# Golden Laced Wyandotte Chicks



## 7thswan (Nov 18, 2008)

Is there any way to tell the pullets from the cockrels when arround 1 1/2 weeks old?


----------



## Cyngbaeld (May 20, 2004)

Not that I know of.


----------



## Judy in IN (Nov 28, 2003)

I bought some Barred Rock pullets? at a local auction about two weeks ago. The guy said that they were all pullets. (day old) I asked him how he sexed them. He took each tiny chick and held it upside down. He claimed that the cockerals would fight to stay up, but that the little pullets would just hand upside down. 

Now, I bought some bantam Barnvelders the other day (3 weeks) and tested them that way. I have either 2 pullets and 3 roos, or 3 pullets and two roos. One fought to stay up, but not very long. I will let you know how well it worked in a couple of weeks. 

I also bought 10 little GC pullets on sale on Friday. They tested out as pullets, although I already knew it. They were probably 3-4 days old. 

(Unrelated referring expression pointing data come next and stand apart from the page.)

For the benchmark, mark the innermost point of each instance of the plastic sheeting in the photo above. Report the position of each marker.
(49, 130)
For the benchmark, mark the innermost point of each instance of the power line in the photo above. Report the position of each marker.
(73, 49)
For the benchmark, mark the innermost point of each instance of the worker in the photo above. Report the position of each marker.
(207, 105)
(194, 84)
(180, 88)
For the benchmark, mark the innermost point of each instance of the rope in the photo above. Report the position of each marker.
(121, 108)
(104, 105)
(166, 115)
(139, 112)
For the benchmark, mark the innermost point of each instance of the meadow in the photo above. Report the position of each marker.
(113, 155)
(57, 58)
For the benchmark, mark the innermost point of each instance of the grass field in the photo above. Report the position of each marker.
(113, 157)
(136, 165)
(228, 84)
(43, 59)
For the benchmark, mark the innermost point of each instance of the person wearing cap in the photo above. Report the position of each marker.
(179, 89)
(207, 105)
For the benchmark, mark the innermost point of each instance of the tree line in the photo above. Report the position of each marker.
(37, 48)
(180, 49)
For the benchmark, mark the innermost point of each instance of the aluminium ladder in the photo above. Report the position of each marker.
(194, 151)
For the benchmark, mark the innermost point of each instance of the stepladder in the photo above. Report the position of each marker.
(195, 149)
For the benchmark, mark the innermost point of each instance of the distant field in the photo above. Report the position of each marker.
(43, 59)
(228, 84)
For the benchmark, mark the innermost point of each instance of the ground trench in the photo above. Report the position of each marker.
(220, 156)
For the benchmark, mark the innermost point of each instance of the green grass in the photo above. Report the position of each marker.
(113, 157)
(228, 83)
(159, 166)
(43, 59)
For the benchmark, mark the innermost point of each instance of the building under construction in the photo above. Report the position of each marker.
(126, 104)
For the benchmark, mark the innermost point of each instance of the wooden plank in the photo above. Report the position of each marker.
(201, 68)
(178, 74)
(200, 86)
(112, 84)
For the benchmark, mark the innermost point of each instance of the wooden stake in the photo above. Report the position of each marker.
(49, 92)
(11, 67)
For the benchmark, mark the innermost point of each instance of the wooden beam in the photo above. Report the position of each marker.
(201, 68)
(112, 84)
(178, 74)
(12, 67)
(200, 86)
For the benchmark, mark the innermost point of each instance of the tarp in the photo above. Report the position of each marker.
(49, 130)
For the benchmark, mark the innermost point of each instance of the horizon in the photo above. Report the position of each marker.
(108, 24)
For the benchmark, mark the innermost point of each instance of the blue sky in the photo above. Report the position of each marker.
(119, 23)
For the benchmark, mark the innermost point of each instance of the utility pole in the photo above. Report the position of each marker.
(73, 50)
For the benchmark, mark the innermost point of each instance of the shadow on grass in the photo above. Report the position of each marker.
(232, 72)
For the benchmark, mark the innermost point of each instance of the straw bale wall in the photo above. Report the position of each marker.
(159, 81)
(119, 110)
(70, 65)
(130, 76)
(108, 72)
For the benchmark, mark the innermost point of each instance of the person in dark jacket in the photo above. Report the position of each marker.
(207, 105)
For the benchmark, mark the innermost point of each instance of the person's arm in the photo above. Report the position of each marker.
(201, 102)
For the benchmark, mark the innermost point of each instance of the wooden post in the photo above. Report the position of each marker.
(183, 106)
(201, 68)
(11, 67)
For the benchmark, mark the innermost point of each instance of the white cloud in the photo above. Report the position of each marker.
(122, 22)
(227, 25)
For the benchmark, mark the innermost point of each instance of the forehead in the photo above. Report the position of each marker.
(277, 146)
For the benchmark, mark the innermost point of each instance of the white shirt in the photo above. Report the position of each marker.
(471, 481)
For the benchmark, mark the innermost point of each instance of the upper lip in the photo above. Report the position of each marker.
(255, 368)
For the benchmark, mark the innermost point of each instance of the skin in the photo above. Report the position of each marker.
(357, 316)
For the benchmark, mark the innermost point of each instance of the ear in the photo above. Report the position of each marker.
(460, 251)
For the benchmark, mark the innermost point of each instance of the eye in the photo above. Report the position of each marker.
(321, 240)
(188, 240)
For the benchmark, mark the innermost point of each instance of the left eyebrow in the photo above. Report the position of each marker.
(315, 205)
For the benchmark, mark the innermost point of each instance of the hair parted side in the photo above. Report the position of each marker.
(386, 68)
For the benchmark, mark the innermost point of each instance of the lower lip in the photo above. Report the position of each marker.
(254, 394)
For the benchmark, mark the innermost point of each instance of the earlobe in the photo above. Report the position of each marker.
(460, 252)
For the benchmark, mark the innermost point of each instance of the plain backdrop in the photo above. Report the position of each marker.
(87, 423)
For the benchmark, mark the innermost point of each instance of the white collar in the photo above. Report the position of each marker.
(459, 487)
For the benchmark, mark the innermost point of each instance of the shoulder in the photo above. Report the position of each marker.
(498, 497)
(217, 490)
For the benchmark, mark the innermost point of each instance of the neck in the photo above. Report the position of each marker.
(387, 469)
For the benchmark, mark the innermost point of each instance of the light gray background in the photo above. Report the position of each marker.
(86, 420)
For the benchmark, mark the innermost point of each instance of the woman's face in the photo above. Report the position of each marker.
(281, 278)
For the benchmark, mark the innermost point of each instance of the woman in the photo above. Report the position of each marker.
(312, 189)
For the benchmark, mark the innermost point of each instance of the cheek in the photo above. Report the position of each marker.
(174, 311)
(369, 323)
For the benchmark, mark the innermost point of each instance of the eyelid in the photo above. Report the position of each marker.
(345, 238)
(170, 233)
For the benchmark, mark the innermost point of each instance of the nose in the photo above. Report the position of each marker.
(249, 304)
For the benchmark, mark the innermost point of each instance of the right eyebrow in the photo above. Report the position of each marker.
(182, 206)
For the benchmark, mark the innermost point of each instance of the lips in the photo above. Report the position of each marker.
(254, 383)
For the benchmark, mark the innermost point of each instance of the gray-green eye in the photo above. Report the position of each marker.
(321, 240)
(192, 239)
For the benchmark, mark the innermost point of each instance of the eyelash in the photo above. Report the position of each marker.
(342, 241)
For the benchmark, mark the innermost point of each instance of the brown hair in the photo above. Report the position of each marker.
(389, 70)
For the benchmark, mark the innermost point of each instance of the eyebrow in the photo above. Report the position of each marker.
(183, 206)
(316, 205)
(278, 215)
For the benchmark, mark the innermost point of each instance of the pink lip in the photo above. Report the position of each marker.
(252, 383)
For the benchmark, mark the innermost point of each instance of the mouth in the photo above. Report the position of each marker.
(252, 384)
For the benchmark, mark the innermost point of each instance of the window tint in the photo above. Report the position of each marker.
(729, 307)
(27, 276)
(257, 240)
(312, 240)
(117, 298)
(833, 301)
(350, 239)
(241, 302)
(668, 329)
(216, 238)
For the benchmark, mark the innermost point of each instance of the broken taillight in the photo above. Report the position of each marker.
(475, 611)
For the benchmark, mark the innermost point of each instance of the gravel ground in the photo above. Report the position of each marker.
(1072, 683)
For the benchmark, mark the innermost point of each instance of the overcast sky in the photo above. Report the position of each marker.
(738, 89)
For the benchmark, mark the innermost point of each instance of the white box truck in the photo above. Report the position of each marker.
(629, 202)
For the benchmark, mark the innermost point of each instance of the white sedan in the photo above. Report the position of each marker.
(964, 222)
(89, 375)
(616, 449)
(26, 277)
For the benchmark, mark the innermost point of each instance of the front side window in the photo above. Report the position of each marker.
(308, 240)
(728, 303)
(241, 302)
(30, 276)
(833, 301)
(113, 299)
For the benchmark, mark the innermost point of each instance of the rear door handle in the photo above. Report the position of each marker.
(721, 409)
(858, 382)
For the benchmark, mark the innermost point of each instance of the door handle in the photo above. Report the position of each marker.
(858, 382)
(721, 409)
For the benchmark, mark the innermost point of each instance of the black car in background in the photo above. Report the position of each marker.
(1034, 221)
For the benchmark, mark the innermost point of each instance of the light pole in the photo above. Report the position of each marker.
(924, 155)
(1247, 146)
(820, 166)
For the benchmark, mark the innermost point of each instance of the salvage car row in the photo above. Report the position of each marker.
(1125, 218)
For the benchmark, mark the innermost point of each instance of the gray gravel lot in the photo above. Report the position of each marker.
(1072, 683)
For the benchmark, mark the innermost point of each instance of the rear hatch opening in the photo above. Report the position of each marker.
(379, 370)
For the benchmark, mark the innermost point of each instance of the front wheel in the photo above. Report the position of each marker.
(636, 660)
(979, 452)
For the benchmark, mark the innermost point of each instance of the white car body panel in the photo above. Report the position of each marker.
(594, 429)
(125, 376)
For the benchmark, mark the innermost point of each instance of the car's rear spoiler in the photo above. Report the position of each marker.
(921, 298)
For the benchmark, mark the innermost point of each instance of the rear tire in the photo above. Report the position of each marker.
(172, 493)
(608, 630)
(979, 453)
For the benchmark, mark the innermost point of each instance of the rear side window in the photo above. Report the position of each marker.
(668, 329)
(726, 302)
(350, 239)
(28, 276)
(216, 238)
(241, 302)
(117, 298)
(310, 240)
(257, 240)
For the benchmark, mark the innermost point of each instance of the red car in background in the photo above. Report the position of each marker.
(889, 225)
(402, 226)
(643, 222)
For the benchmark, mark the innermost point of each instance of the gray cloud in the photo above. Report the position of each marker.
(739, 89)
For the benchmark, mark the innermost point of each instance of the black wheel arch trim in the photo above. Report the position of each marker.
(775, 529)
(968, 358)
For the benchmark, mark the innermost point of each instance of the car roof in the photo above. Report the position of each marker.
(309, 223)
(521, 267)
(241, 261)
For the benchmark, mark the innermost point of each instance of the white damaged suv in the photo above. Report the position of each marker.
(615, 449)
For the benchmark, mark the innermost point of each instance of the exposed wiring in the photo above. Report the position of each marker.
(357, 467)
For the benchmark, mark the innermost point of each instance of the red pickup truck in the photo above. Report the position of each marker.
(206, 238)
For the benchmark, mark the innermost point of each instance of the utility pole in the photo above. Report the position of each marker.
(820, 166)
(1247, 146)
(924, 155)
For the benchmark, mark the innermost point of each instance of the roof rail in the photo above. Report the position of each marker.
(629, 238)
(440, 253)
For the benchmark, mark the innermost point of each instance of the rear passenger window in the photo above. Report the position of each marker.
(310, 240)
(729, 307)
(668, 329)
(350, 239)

As an aside; please HELP me, I have a full-blown case of Crashyitis! In addition to the other breeds, I also bought some DB Leghorns. I've got it bad!


----------



## Oxankle (Jun 20, 2003)

Judy???? Is the incubator working? 

I hatched out a setting of RIR's and bought 26 DB Leghorns, got Dorkings in the incubator now, and of course my Golden Sebrights. When you get chickenitis, it's bad.


----------



## Shygal (May 26, 2003)

Judy in IN said:


> As an aside; please HELP me, I have a full-blown case of Crashyitis! In addition to the other breeds, I also bought some DB Leghorns. I've got it bad!


Me too 

I don't need any more chickens but I bought a bunch of chicks this spring and keep looking in the catalogs and thinking "Those are pretty, I need some" :umno:

What happened to Crashy anyway?


----------



## Judy in IN (Nov 28, 2003)

Oxankle,

I haven't fired up the big incubator yet. My sister sold her breeding turkeys, and I haven't needed it yet. 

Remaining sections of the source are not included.